Either You Write a Will or the State Will

Don't worry, there is no legalese involved here—just a reminder of the importance of writing a will and how it relates to smart stewardship of your resources.

-Courtesy of the St. Barnabas Endowment Committee


This post originally appeared in Episcopal Church Foundation Vital Practices Blog.



Most people prefer not talking about death. Consequently, most people die without a written will. So what happens then?


If you don’t have a will the state has already written one for you. And guess how the state will distribute your assets after you die? Lawyers are first in line, of course. Then taxes, creditors, and finally loved ones. Nothing goes to charity.


Also, your survivors get to pay the maximum in estate and inheritance taxes.

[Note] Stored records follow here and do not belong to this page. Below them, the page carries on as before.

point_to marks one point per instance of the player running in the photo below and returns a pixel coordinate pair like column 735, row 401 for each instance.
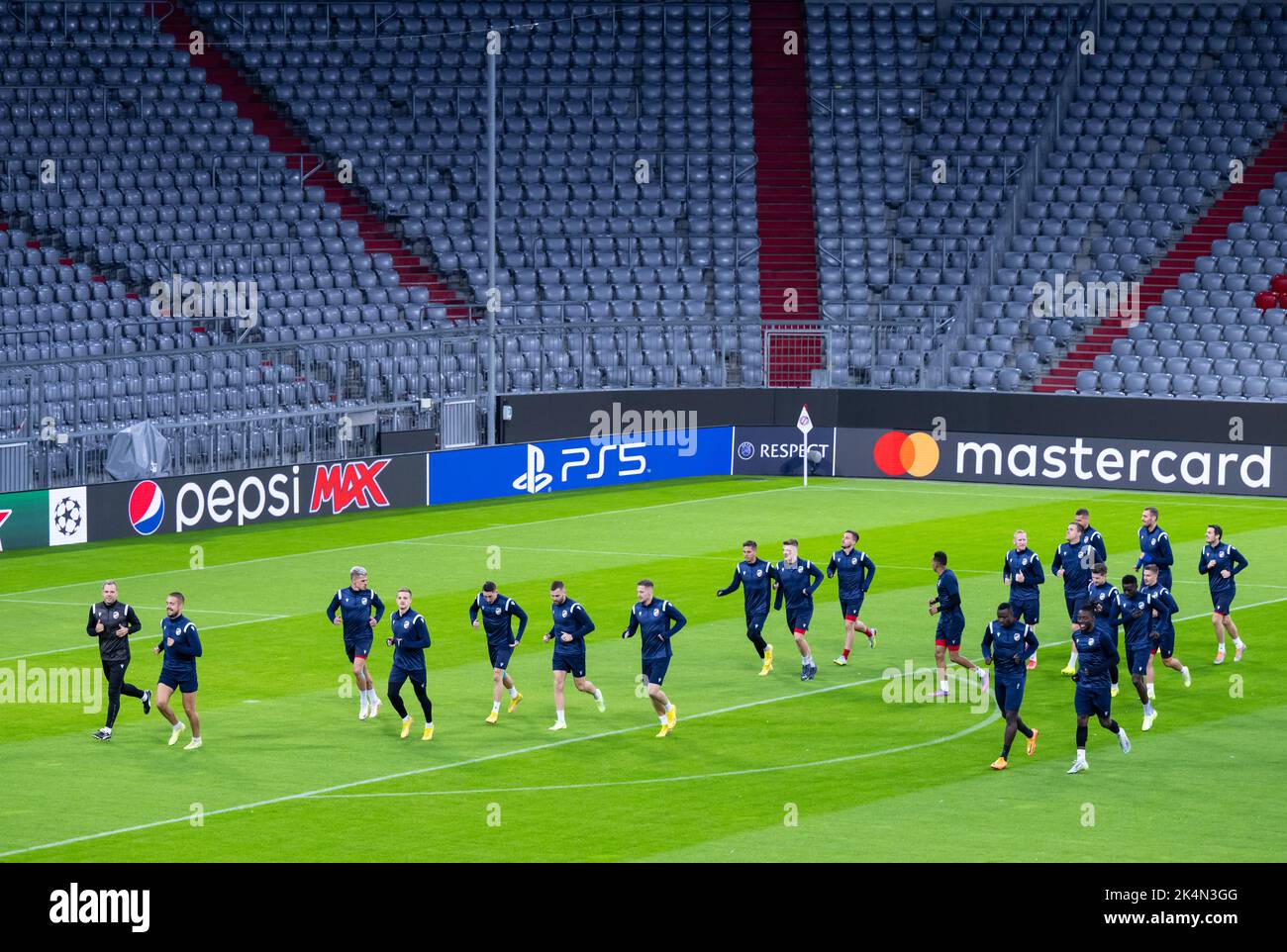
column 951, row 625
column 1011, row 643
column 1072, row 562
column 497, row 614
column 181, row 647
column 755, row 578
column 1137, row 618
column 1105, row 603
column 355, row 605
column 408, row 641
column 1022, row 573
column 1092, row 535
column 571, row 624
column 1154, row 547
column 854, row 571
column 1097, row 656
column 1221, row 562
column 797, row 580
column 1163, row 613
column 657, row 620
column 112, row 622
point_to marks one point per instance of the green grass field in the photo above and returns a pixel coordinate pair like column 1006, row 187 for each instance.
column 290, row 773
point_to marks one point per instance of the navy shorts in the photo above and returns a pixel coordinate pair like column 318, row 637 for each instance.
column 500, row 655
column 1093, row 700
column 1137, row 657
column 1009, row 693
column 950, row 629
column 566, row 661
column 184, row 681
column 1071, row 601
column 1028, row 610
column 398, row 677
column 654, row 669
column 358, row 647
column 1222, row 603
column 1166, row 644
column 799, row 619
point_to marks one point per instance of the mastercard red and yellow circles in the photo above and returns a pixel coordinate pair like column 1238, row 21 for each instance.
column 905, row 454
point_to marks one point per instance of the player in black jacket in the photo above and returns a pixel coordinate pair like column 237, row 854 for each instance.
column 112, row 622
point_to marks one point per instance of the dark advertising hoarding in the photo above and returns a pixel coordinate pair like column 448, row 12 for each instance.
column 1228, row 468
column 252, row 497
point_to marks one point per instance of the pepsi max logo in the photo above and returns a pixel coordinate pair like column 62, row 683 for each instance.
column 147, row 507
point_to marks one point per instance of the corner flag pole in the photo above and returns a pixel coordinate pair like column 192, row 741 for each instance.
column 805, row 425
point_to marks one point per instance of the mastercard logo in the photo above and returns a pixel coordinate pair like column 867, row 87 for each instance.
column 905, row 454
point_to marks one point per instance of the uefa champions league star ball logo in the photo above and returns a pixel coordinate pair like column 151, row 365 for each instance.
column 67, row 516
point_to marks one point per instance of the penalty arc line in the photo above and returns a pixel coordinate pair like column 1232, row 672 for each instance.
column 502, row 526
column 719, row 775
column 141, row 637
column 498, row 755
column 432, row 535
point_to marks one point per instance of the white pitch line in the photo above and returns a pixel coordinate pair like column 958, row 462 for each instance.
column 498, row 755
column 142, row 637
column 717, row 775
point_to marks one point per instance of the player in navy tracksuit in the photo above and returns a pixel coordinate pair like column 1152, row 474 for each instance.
column 1163, row 614
column 355, row 605
column 1092, row 535
column 1140, row 626
column 181, row 647
column 1097, row 656
column 854, row 571
column 1105, row 603
column 1072, row 562
column 656, row 620
column 797, row 580
column 1221, row 562
column 1154, row 547
column 1022, row 573
column 755, row 579
column 571, row 624
column 951, row 625
column 497, row 613
column 1008, row 644
column 410, row 639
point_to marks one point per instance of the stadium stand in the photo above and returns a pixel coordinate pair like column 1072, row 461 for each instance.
column 667, row 180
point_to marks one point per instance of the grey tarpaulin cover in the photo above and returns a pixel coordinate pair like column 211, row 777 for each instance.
column 138, row 451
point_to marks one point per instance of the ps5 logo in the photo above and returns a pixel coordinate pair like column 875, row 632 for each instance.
column 622, row 454
column 537, row 480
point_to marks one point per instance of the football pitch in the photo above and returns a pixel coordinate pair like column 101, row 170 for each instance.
column 853, row 766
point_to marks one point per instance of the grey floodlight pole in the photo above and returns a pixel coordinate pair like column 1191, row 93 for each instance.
column 490, row 235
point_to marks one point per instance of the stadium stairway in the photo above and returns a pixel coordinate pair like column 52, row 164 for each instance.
column 376, row 236
column 1166, row 273
column 784, row 187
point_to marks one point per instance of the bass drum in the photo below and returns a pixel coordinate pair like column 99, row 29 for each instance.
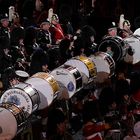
column 86, row 66
column 134, row 42
column 136, row 129
column 47, row 87
column 12, row 119
column 24, row 96
column 70, row 77
column 105, row 66
column 137, row 32
column 114, row 46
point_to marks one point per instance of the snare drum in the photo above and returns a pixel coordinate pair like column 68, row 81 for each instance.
column 11, row 119
column 137, row 32
column 24, row 96
column 105, row 65
column 137, row 129
column 47, row 87
column 85, row 65
column 114, row 46
column 70, row 77
column 134, row 42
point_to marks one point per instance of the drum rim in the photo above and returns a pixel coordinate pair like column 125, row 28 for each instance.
column 114, row 40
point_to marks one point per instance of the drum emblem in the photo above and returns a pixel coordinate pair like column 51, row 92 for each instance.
column 14, row 99
column 70, row 86
column 109, row 51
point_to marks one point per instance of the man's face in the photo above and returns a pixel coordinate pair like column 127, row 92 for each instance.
column 112, row 31
column 5, row 22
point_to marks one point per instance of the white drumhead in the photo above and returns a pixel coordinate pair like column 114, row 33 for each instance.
column 8, row 123
column 45, row 90
column 18, row 97
column 105, row 66
column 80, row 65
column 137, row 32
column 134, row 42
column 66, row 77
column 137, row 129
column 101, row 64
column 21, row 73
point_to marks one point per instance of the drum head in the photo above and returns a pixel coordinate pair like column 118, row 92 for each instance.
column 105, row 66
column 137, row 32
column 84, row 65
column 137, row 129
column 8, row 123
column 113, row 46
column 20, row 97
column 47, row 87
column 134, row 43
column 67, row 75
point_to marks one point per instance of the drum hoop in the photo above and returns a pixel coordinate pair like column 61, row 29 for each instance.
column 19, row 120
column 35, row 93
column 116, row 42
column 91, row 67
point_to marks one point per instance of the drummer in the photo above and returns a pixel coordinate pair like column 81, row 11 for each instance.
column 112, row 30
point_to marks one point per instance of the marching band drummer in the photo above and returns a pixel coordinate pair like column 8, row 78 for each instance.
column 56, row 30
column 126, row 30
column 44, row 36
column 112, row 30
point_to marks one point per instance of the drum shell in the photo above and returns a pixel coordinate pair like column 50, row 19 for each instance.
column 105, row 66
column 47, row 87
column 86, row 66
column 118, row 47
column 70, row 77
column 134, row 43
column 24, row 96
column 11, row 119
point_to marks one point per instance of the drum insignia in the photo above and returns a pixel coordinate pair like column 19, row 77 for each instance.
column 14, row 99
column 70, row 86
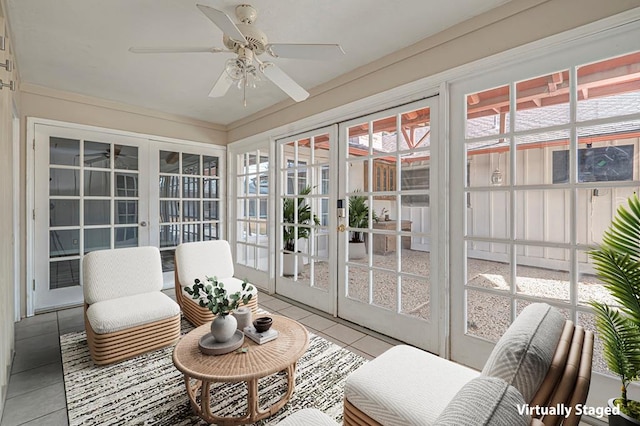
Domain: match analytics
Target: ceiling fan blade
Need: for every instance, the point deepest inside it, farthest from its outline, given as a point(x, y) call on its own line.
point(223, 22)
point(305, 51)
point(284, 82)
point(176, 50)
point(222, 85)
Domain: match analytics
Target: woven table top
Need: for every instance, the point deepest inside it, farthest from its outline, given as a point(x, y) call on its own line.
point(258, 361)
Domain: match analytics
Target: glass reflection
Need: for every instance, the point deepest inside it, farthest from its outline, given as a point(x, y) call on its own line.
point(97, 154)
point(64, 213)
point(126, 185)
point(190, 232)
point(64, 151)
point(210, 165)
point(190, 164)
point(97, 212)
point(65, 273)
point(170, 211)
point(64, 243)
point(191, 211)
point(190, 187)
point(126, 211)
point(126, 237)
point(210, 188)
point(169, 187)
point(64, 182)
point(97, 184)
point(169, 235)
point(169, 162)
point(97, 239)
point(210, 231)
point(126, 157)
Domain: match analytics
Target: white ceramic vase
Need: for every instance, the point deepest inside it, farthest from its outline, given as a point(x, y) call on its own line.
point(223, 328)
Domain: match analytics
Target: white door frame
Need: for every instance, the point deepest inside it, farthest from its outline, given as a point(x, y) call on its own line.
point(319, 299)
point(426, 334)
point(30, 260)
point(595, 46)
point(17, 241)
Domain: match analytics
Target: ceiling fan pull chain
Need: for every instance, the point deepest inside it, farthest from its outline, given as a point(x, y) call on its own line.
point(244, 87)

With a will you control applicable taxes, you determine what charities you want to be part of your legacy. You release your family from unnecessary turmoil and delay in settling your estate.


If you don’t have a will, make one. If you haven’t looked at your will in a while, check it out. Even the Book of Common Prayer has something to say about wills. On page 445 it reads:


“The minister of the congregation is directed to instruct the people, from time to time, about the duty of Christian parents to make prudent provision for the well-being of their families, and of all persons to make wills while they are in health, arranging for the disposal of their temporal goods, not neglecting, if they are able, to leave bequests for religious and charitable uses.”


Which in a bizarre way reminds me of a joke. A grandfather was sitting on the porch after dinner with his three young grandsons. The older boy asks the grandfather to make the croaking noise that frogs make. “No, not tonight,” he replied. “I’m not feeling that well.” The second grandson continues. “Please, grandpa, you know the noise we mean. We want to hear the frog croak.”


“Not tonight,” grandpa responded, getting a little annoyed. “Why do you insist on my making the frog noise?”


The smallest grandson pipes up. “Well, mommy says that when Grandpa croaks, we all get to go to Disneyworld.”